Escrime à Haguenau – Un effet JO à préserver

Chaque année olympique les bons résultats tricolores sont des coups de projecteur sur l’escrime. La discipline en profite pour engranger quelques licenciés supplémentaires. Le club de Haguenau, par le biais de son président Stéphane Martin, veut marquer des points cette saison.

450
Un sport spectaculaire ! ©Mehdi Wehrle

Maxi Flash : Stéphane, comment se présente cette nouvelle saison ?
Stéphane Martin : Très bien ! On a embauché un nouvel enseignant à temps plein (voir par ailleurs), on a de nouveaux créneaux sur Haguenau, mais aussi à Wissembourg où l’on ouvre une antenne. À chaque olympiade on gagne une vingtaine de licenciés.

Wissembourg ? Pourquoi ?
C’était une demande de la fédération et du comité départemental de se développer sur le Bas-Rhin. Aller sur Brumath, ça n’avait pas d’intérêt, avec la proximité de Strasbourg, Souffel… Et le secteur de Wissembourg, il y a un peu de monde autour.

D’autres nouveautés lors de cette rentrée ?
On ouvre des créneaux de « Baby Escrime », dès l’âge de 4 ans. Il y aura aussi des créneaux pour les débutants de tout âge. Si des adolescents veulent essayer, ils pourront. Avant, il fallait quand même avoir un parcours depuis les plus jeunes. On va aussi avoir une section sabre laser, a priori en janvier. On lance l’idée, et on verra si on a des retours. Et on continue avec l’escrime artistique, qui commence à 12 ans, parce que c’est avec des armes anciennes et il faut une certaine maîtrise déjà.

Comment ça se passe au niveau sanitaire ? Les masques, les tenues… ?
Très simple : chacun a son équipement et le garde pour l’année. Le seul investissement que l’on demande, c’est le gant, qui là aussi, donc, reste à son propriétaire. Pour les scolaires, on a tout le matériel pour désinfecter, les tenues partent au pressing, etc. Après, pour ce qui est de la pratique, on est déjà derrière un masque, et avec l’arme, on a une distance naturelle. On va investir dans du nouveau matériel pour Wissembourg.

Toutes les infos sur escrime-haguenau.com


Piotrek Kuzas, le monsieur + ?

Le maître d’armes d’origine polonaise arrive à Haguenau pour aider le club dans son développement. Ça tombe bien, c’est sa spécialité.

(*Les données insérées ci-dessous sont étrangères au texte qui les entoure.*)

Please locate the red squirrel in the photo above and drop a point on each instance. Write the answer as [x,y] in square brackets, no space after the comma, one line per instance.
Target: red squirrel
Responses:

Il n’a que 39 ans, et déjà une carrière éloquente. Pour la pure partie sportive, elle s’est arrêtée il y a vingt ans, avec un palmarès plutôt correct : une dizaine de médailles en championnat de Pologne et des sélections pour la coupe du monde U20 et le Championnat d’Europe U20. Le destin met sur sa route une handballeuse professionnelle, qui viendra jouer en France. « Je suis alors à Angoulême et je croise par hasard l’ancien entraîneur de l’équipe nationale ! Je lui dis que pour moi, la compétition, c’est fini, et il me propose alors de devenir maître d’armes. » Diplôme en poche en 2011, Piotrek saisit cette nouvelle opportunité. À Angoulême, le club passe de 60 à 120 licenciés, puis à Dunkerque, il fait monter le curseur de 48 à 140 licenciés! Il avait le choix, mais c’est pour Haguenau qu’il a opté : « Le club avait la même vision que moi. C’est un club qui veut se développer, et qui mise avant tout sur le fleuret, qui est ma spécialité. »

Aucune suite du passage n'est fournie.